Watt, suitably contrite, says the allegations had been ‘troublesome to listen to’ and the episode provided an ‘alternative to get higher as an organization’. Covid, he says, triggered ‘some powerful individuals choices’. It shut down its 100 bars and small assortment of accommodations via a string of lockdowns and performed havoc with BrewDog’s plans.
He admits that, even earlier than that, enlargement was so speedy that ‘perhaps we did not give attention to the aspect of technique that we should always have’.
However there’s a restrict to how a lot he is prepared to grovel. ‘I believe a quote I heard about management was if you wish to preserve everybody joyful, you must give away ice cream versus run an organization – generally issues we do should not widespread.
‘And that is form of half and parcel of working the corporate, I suppose. However a few of the private components are powerful to listen to. Earlier than this I used to be engaged on a North Atlantic fishing boat. I would by no means been a CEO earlier than. I take the accountability [for BrewDog’s 2,500 employees] very critically.’
Outrageous: James Watt, left, and Martin Dickie put together to drop ‘fats cats’ over the Metropolis
A ‘interval of reflection by myself management’ adopted the criticisms – in addition to an unbiased evaluate into the corporate’s tradition by specialist Wiser. BrewDog then carried out management coaching, gave workers a pay rise and launched a whistleblowing hotline. So ought to potential buyers be involved there could also be extra skeletons within the closet? Watt says: ‘We have executed a really thorough, clear response to these points. I believe we’re now in an excellent place.’

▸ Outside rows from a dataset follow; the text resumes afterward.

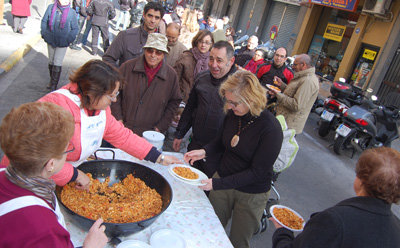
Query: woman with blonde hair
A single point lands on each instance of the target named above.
(242, 157)
(365, 220)
(193, 61)
(35, 138)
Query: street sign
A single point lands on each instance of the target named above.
(273, 32)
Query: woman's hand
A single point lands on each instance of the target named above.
(276, 224)
(208, 185)
(96, 236)
(168, 160)
(82, 181)
(192, 156)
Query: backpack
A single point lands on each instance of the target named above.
(289, 147)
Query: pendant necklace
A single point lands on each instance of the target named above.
(235, 138)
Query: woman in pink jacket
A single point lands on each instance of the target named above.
(20, 9)
(88, 97)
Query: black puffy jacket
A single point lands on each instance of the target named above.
(204, 110)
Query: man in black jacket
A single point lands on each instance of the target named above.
(129, 43)
(80, 8)
(204, 109)
(101, 11)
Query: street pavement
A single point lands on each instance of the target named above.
(318, 178)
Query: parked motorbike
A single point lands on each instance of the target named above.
(367, 126)
(342, 97)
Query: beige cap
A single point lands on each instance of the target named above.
(157, 41)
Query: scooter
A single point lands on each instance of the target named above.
(367, 126)
(342, 97)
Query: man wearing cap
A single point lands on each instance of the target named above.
(151, 94)
(129, 43)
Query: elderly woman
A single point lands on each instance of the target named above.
(257, 60)
(362, 221)
(88, 97)
(240, 187)
(193, 61)
(35, 137)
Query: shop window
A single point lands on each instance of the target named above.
(330, 40)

In the meantime, Watt says he ‘doubled down’ on property investments in the course of the pandemic, swooping on cut price websites for its bars and accommodations. Big new venues will quickly open in Waterloo, London and on the Las Vegas Strip. Watt spent Christmas isolating alone with Covid in entrance of Netflix, seeing his two daughters later within the festive season. That was adopted by a visit to the Maldives, swimming with sharks. He is planning to launch a documentary this yr to bemoan the routine killing of sharks all over the world.
However, regardless of what seems to have been a interval by which he has matured, Watt insists the rising pains and the course in the direction of a Metropolis itemizing won’t imply the top of BrewDog’s rebellious picture.
‘If I believed going into an IPO would change the essence of the enterprise in any means, then it would not be a part of the plan,’ Watt says. ‘We may be a barely unconventional public firm, however we’ll proceed sporting our coronary heart on our sleeve, proceed to take a stand for the issues that we consider in,’ he provides.